紳士服販売のAOKIは12月1日、公式オンラインショップにAIエージェントを導入した。オンラインショッピングにおける顧客体験の質を高めるのが狙い。
AOKIが導入したAIエージェントは、ユーザーの閲覧履歴やクリック動作といった行動データをAIが記憶・分析し、個々の嗜好(しこう)に合わせた商品をリアルタイムで提案する仕組み。メンズ・レディース・大きいサイズなど、ユーザーが探している商品ジャンルを対話形式で把握し、その内容から好みに合った商品を提案する。
従来の一律的なレコメンドとは異なり、サイト訪問時の目的や関心をAIが理解し、ユーザーごとに最適なアイテムを自動で提示できるのが特長。これにより、膨大な商品のなかから「自分に合う一着」を見つけやすくなり、購入までの導線もスムーズになるとしている。
AOKIは今回のAIエージェント導入について、単なるシステム追加ではなく、デジタル空間においても顧客1人ひとりを深く理解し、ニーズやウォンツに応える接客力を高めるための施策と説明。AIが蓄積する「記憶」を活用することで、実店舗のスタッフのように顧客の好みや着用シーンを想定した、温かみのある接客提案の実現をめざすという。
今後もAOKIは、ユーザー視点に立ったサービスの拡充や、購買時の「不」の解消に取り組み、より良いショッピング体験の提供を進める方針。
今回導入したAIエージェントは、Atlasが開発した「EC Agent」。
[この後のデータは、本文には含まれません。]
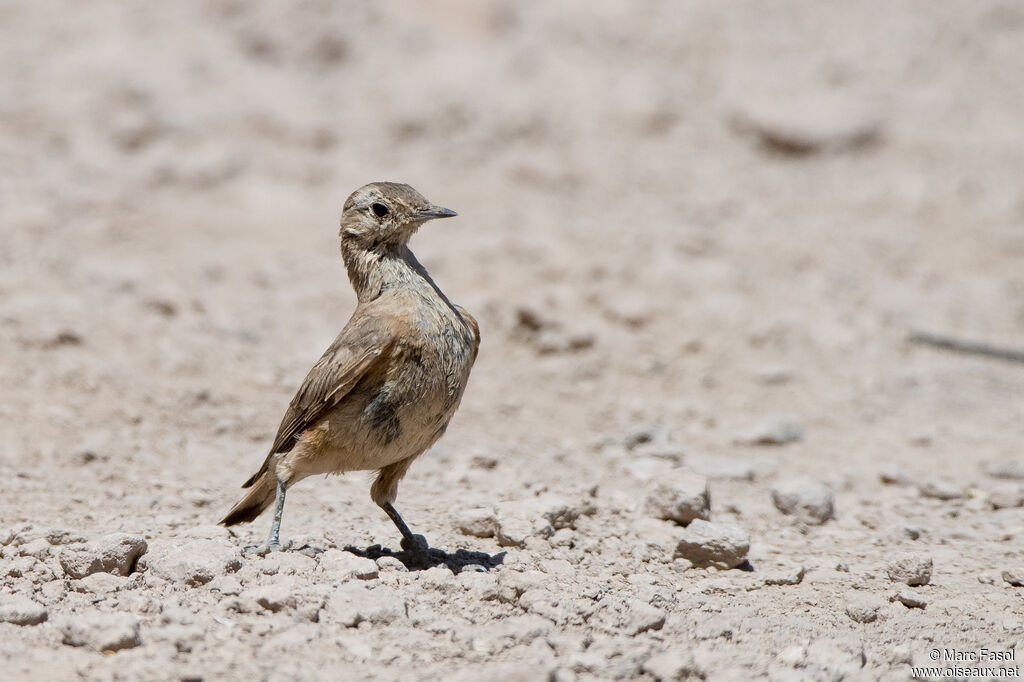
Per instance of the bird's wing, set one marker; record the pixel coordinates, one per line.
(359, 346)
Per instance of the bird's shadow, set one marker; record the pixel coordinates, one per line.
(425, 557)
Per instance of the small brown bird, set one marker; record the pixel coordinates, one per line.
(387, 387)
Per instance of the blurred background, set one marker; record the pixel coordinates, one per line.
(686, 214)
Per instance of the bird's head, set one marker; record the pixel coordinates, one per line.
(382, 214)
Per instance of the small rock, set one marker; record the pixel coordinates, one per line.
(672, 666)
(719, 545)
(725, 467)
(1014, 577)
(345, 565)
(653, 440)
(681, 497)
(911, 531)
(38, 548)
(901, 654)
(98, 584)
(226, 585)
(517, 521)
(478, 522)
(792, 574)
(1007, 497)
(1001, 469)
(353, 603)
(908, 599)
(195, 562)
(102, 632)
(22, 610)
(116, 554)
(776, 430)
(809, 501)
(273, 598)
(862, 608)
(643, 616)
(793, 656)
(841, 658)
(774, 375)
(391, 563)
(810, 123)
(894, 477)
(910, 569)
(64, 537)
(940, 489)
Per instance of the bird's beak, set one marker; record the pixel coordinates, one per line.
(432, 212)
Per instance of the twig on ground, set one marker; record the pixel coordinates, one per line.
(969, 347)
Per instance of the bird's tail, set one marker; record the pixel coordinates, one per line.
(257, 499)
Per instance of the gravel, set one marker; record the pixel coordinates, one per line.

ユーザーの閲覧履歴やクリック動作といった行動データを記憶・分析し、顧客の嗜好に合わせた商品をポップアップなどで即時に提案する。
Atlasは、AIエージェントの基盤となる「Memory Layer(長期記憶)」技術を開発・実装するスタートアップ企業。ユーザーの行動や文脈をAIの記憶として解析し、高精度な推論を可能にする独自技術を強みとしている。